Vorrede des Herausgebers.

 

Gegenwärtiges Fragment sollte, meinen ersten Gedanken nach, durch mich entweder gar nicht, oder doch nur irgend einmal zu seiner Zeit, in eben dem abgelegenen so wenig besuchten Winkel Bibliothekarischen Auskehrichts erscheinen, in welchem seine Vorgänger erschienen sind. Ich lasse mir es ungern früher aus den Händen winden: aber wer kann für Gewalt?

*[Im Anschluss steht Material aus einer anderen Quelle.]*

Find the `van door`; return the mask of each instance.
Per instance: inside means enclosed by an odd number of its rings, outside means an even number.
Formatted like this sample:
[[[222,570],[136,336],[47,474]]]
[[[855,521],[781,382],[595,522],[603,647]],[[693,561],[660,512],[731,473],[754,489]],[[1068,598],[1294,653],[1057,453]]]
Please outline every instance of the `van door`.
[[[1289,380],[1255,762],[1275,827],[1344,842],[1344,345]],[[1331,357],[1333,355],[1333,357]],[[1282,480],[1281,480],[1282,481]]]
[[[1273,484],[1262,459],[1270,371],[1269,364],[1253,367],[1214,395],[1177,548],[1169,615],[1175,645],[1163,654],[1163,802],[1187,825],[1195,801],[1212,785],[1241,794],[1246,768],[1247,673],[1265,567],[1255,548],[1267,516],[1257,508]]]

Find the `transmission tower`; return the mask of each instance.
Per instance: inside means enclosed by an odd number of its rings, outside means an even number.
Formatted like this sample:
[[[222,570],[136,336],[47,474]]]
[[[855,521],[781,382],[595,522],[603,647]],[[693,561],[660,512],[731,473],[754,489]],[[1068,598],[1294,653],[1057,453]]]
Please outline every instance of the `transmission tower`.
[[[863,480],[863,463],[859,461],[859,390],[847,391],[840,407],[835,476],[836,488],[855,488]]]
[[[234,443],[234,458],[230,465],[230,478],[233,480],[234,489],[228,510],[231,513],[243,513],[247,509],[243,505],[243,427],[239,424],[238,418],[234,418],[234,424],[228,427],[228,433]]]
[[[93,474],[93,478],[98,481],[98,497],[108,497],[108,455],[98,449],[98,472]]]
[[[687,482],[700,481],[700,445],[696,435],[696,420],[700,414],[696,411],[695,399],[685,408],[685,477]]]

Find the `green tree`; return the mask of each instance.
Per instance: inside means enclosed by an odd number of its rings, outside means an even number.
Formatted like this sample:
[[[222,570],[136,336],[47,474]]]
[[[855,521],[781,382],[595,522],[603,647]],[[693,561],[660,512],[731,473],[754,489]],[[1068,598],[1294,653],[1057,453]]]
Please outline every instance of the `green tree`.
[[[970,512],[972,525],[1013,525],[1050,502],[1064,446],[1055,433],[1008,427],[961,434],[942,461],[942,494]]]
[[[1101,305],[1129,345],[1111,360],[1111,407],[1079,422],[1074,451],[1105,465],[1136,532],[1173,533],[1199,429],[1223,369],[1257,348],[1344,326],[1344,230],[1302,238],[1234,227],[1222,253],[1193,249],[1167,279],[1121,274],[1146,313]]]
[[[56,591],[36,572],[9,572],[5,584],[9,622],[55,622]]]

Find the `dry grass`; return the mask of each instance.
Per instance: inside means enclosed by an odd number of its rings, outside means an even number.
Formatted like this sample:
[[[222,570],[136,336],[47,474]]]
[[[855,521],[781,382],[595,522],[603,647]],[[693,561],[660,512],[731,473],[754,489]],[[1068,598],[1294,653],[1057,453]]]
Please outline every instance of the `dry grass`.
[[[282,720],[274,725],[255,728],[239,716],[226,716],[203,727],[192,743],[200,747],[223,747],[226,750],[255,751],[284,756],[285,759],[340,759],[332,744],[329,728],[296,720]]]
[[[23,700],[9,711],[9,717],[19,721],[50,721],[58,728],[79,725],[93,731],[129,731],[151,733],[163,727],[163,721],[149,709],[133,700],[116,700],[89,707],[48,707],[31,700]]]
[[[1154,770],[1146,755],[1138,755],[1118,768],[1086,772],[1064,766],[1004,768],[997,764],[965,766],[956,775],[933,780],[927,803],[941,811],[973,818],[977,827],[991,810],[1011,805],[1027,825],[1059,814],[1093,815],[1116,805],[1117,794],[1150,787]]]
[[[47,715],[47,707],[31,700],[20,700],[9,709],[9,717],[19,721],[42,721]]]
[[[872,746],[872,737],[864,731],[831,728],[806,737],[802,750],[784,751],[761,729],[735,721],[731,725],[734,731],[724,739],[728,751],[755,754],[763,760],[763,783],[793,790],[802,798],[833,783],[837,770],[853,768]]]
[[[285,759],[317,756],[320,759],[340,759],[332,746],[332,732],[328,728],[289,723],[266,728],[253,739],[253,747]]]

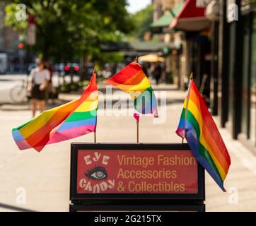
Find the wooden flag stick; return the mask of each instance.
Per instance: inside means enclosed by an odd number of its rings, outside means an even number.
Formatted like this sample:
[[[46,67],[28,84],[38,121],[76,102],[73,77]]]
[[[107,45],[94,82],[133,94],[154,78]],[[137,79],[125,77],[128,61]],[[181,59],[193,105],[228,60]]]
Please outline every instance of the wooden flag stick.
[[[96,140],[96,131],[93,132],[94,134],[94,143],[97,143],[97,140]]]
[[[193,73],[192,72],[190,76],[190,85],[188,86],[188,90],[187,90],[187,103],[186,103],[186,110],[185,112],[185,121],[184,121],[184,131],[185,131],[186,130],[186,124],[187,124],[187,111],[188,111],[188,102],[190,100],[190,89],[191,89],[191,83],[193,80]],[[184,143],[184,138],[185,138],[185,134],[184,134],[184,137],[182,137],[182,143]]]
[[[139,143],[139,121],[136,122],[137,124],[137,143]]]
[[[93,73],[96,76],[96,73],[97,73],[97,71],[96,71],[96,67],[94,66],[94,69],[93,69]],[[95,131],[93,132],[93,136],[94,136],[94,143],[97,143],[97,133],[96,133],[96,131]]]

Gleich Anfangs muß ich sagen, daß dieses Fragment zu dem Fragmente über die Auferstehungsgeschichte gehöret, welches bereits so viele Federn beschäftiget hat, und wahrscheinlich noch lange immer neune gegen eine beschäftigen wird, die ihr Heil gegen die übrigen Fragmente versuchen möchte. [IV]

Die Ursache dieser Erscheinung, daß eben das Fragment über die Auferstehungsgeschichte so viel Athleten wecket, ist klar. Die Sache worüber gestritten wird, ist so wichtig, und der Streit scheinet so leicht zu seyn! Jeder Homilet, der sich getrauet eine Osterpredigt zu halten, getrauet sich auch mit meinem Ungenannten hier anzubinden. Krüppel will überall vorantanzen: und er läßt mehrers drucken, was nur eben verdiente gesagt zu werden, – und auch das kaum verdiente.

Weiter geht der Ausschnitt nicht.